Séduction perverse – Faire un acte sexuel non désiré ou gênant conçu pour nous déstabiliser, nous inquiéter et voir si on va lui obéir.

Rages de jalousie – il exige qu’on lui raconte tout de nos partenaires sexuels précédents, puis, il utilise ça contre nous, en nous traitant de salope. Il nous accuse très souvent de flirter, d’être attiré(e) par d’autres, d’exposer notre corps, et de le tromper (toutes choses que LUI fait !).

Tactiques de coercition – Utilisation du harcèlement, de la culpabilité, de la honte ou de la rage pour nous contraindre à avoir des relations sexuelles. Ils provoquent, « scient », insultent, deviennent pénibles et refusent de nous laisser dormir jusqu’à ce qu’on cède.

Menace d’infidélité – Il évoque la possibilité d’une autre personne dans le but de nous forcer à des actes sexuels dont on n’a pas envie.

Incitation à la peur – Il menace de nous frapper, de partir, de nous punir, nous tromper ou nous couper les vivres si on ne fait pas l’amour (la haine, plutôt) avec lui.

Demandes égoïstes – Un exemple classique de sexe égoïste est la demande de rapports sexuels non protégés.
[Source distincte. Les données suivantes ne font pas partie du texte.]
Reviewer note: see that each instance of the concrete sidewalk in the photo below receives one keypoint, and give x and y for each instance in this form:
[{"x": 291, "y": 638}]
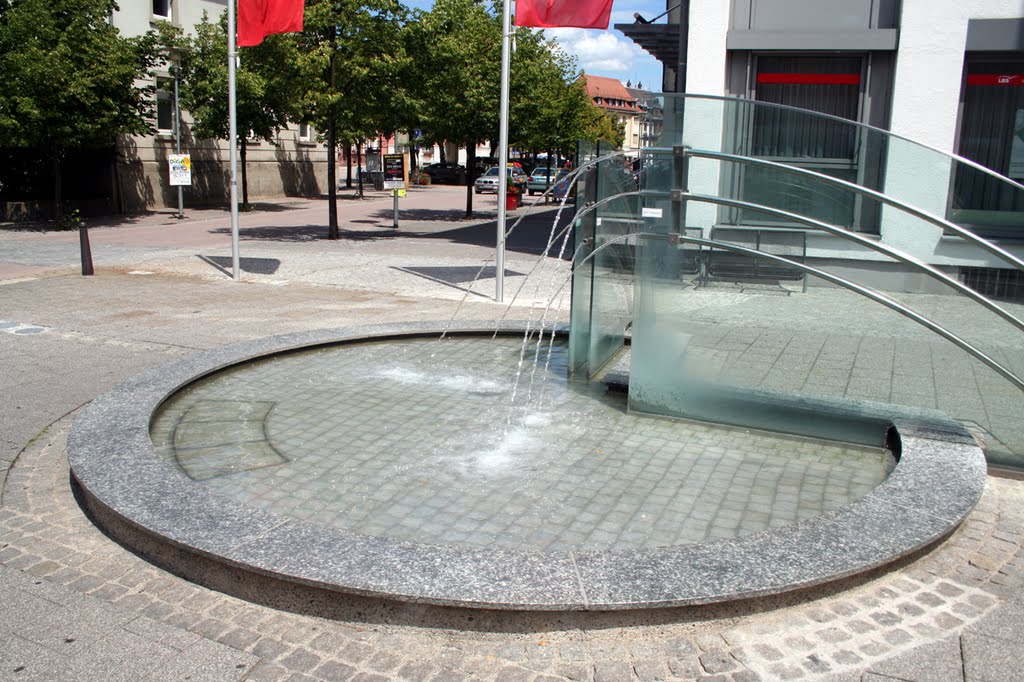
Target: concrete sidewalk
[{"x": 76, "y": 605}]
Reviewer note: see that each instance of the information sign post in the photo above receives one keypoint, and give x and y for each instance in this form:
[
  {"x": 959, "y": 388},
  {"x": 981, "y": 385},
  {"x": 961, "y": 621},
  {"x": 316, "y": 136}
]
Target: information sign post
[{"x": 394, "y": 178}]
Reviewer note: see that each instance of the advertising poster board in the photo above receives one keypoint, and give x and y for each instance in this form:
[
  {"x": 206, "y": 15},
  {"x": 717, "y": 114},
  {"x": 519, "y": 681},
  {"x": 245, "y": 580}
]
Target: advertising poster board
[
  {"x": 394, "y": 171},
  {"x": 180, "y": 167}
]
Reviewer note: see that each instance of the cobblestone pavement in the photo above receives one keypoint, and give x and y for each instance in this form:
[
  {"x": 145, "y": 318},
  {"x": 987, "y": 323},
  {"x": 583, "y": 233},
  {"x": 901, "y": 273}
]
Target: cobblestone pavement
[{"x": 76, "y": 605}]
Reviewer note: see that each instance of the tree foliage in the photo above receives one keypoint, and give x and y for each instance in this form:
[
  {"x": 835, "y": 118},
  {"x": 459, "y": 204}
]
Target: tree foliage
[
  {"x": 354, "y": 68},
  {"x": 459, "y": 49},
  {"x": 70, "y": 79},
  {"x": 267, "y": 84}
]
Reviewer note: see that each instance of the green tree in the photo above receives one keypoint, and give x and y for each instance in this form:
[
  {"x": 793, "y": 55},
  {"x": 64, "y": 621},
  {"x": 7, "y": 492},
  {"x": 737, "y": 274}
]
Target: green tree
[
  {"x": 267, "y": 83},
  {"x": 354, "y": 67},
  {"x": 70, "y": 79},
  {"x": 600, "y": 125},
  {"x": 459, "y": 51}
]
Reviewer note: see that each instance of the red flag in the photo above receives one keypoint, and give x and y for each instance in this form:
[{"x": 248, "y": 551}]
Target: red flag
[
  {"x": 258, "y": 18},
  {"x": 556, "y": 13}
]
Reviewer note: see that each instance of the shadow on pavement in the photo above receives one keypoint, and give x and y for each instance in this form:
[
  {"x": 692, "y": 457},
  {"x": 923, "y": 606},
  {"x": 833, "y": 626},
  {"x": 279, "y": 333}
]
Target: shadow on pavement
[
  {"x": 254, "y": 265},
  {"x": 530, "y": 236},
  {"x": 457, "y": 275}
]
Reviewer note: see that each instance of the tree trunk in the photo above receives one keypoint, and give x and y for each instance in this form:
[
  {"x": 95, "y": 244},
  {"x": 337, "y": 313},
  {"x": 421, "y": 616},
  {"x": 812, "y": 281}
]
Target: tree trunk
[
  {"x": 470, "y": 177},
  {"x": 245, "y": 175},
  {"x": 348, "y": 165},
  {"x": 57, "y": 186},
  {"x": 332, "y": 180}
]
Comme les préservatifs diminuent les sensations et qu’il n’y a qu’eux qui comptent, ils refusent d’en utiliser & insistent pour que l’autre prenne la pleine responsabilité du contrôle des naissances ou de la protection contre les MST.
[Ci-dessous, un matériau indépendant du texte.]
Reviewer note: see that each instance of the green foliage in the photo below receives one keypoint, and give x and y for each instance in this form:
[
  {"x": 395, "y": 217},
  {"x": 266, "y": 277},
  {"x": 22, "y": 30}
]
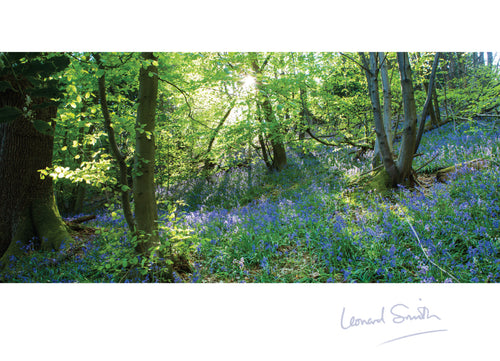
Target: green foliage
[{"x": 8, "y": 114}]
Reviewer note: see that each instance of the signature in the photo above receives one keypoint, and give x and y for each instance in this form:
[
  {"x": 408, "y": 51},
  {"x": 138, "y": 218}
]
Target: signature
[{"x": 396, "y": 314}]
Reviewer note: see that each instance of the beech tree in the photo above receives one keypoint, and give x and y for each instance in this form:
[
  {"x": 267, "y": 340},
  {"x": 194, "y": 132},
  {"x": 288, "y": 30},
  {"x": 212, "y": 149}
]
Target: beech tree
[
  {"x": 28, "y": 87},
  {"x": 276, "y": 160},
  {"x": 399, "y": 171}
]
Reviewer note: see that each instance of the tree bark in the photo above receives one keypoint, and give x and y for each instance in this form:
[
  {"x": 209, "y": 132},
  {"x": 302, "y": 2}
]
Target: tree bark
[
  {"x": 144, "y": 191},
  {"x": 428, "y": 101},
  {"x": 407, "y": 149},
  {"x": 29, "y": 211},
  {"x": 371, "y": 71},
  {"x": 279, "y": 159},
  {"x": 387, "y": 95},
  {"x": 115, "y": 151}
]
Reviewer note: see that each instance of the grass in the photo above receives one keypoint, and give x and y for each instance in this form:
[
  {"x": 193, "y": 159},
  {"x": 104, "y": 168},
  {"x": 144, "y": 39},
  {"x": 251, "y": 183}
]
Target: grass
[{"x": 302, "y": 226}]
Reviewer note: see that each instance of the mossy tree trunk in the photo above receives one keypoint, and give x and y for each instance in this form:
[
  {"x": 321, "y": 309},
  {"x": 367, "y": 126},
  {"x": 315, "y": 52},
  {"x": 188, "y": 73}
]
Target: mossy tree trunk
[
  {"x": 371, "y": 68},
  {"x": 407, "y": 149},
  {"x": 28, "y": 208},
  {"x": 115, "y": 150},
  {"x": 278, "y": 159},
  {"x": 386, "y": 86},
  {"x": 144, "y": 185}
]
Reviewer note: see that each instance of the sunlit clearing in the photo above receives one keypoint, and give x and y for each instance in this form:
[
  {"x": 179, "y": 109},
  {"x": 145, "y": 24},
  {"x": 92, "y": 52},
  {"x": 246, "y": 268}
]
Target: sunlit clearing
[{"x": 248, "y": 82}]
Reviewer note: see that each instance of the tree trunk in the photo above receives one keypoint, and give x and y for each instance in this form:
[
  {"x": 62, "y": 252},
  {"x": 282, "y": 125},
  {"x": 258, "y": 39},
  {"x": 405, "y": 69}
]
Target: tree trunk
[
  {"x": 490, "y": 58},
  {"x": 29, "y": 211},
  {"x": 144, "y": 191},
  {"x": 279, "y": 160},
  {"x": 386, "y": 86},
  {"x": 371, "y": 71},
  {"x": 407, "y": 149},
  {"x": 115, "y": 151},
  {"x": 428, "y": 101}
]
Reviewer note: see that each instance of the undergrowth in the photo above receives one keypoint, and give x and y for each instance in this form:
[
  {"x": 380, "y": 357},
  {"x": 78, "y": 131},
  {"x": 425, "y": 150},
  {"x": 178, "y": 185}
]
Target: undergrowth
[{"x": 302, "y": 226}]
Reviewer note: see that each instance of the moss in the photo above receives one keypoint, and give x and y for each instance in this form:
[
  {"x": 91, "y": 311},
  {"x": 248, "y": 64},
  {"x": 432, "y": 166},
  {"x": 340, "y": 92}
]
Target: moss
[
  {"x": 49, "y": 225},
  {"x": 378, "y": 180},
  {"x": 43, "y": 221}
]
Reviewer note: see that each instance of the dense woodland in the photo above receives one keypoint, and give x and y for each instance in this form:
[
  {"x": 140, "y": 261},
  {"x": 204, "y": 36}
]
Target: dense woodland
[{"x": 249, "y": 167}]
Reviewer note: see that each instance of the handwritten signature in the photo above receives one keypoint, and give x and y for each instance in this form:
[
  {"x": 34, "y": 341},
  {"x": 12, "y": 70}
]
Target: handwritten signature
[{"x": 397, "y": 314}]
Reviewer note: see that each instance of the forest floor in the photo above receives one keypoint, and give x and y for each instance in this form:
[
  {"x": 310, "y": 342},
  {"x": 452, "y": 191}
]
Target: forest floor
[{"x": 306, "y": 224}]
Privation de sexe – Certains retirent tout le sexe de la relation. Toute demande de sexe est accueillie par des cris, des moqueries ou des excuses ridicules pour l’abstinence.

Ultimatums – Pour eux, leur corps est à eux, mais aussi celui des autres. Les ultimatums comprennent des exigences de perdre du poids, de s’arranger d’une certaine façon, une grossesse ou un avortement forcé, et l’interdiction de l’allaitement.

Destruction des principes – les normes sexuelles antérieures sont effacées. Par exemple, exiger que l’autre participe à de la pornographie, la prostitution, fasse l’amour avec des partenaires multiples ou avec des animaux.

Le viol – Le viol est « une pénétration, même très légère, du vagin ou de l’anus avec une quelconque partie du corps ou un objet, ou la pénétration orale par l’organe sexuel d’une autre personne, sans le consentement de la victime. »

Actes dégradants – La dégradation est dans l’oeil du spectateur. Ils ne voient pas ces actes comme dégradant, mais d’autres oui. Voici quelques exemples: uriner sur une personne, avoir des relations sexuelles alors qu’on est aux toilettes, ou des rapports sexuels forcés dans les lieux publics.

Sexe sadique – Il y a 2 formes d’actes sexuels sadiques : doux (ou BDSM) et « durs » qui peuvent conduire à la mort. Des exemples bénins comprennent : les jeux maître-esclave, immobiliser l’autre à l’aide de drogue ou d’alcool, fouetter ou fesser l’autre pendant les rapports sexuels, l’enfermer dans une cage, lui bander les yeux, le menotter, pincer ses organes sexuels. Les exemples durs comprennent : les coups, l’étouffement, la torture psychologique, brûler, couper, poignarder, le vampirisme, et l’assassiner avant, pendant ou après les rapports sexuels.

– spirituelle :

Pensée dichotomique – Diviser les gens en 2 parts ; ceux qui sont d’accord avec eux et ceux qui ne le sont pas. Pleins de préjugés, ils se moquent ou rabaissent les croyances différentes.

Élitisme – Refuser de s’associer avec des personnes ou des groupes qu’ils considèrent comme impurs ou impies.

Soumission – ils exigent que d’autres adoptent complètement leur point de vue. Il n’y a pas de place pour des opinions divergentes ou la remise en question de leur autorité. Ils punissent, insultent et appliquent le traitement silencieux pour les « dissidents ».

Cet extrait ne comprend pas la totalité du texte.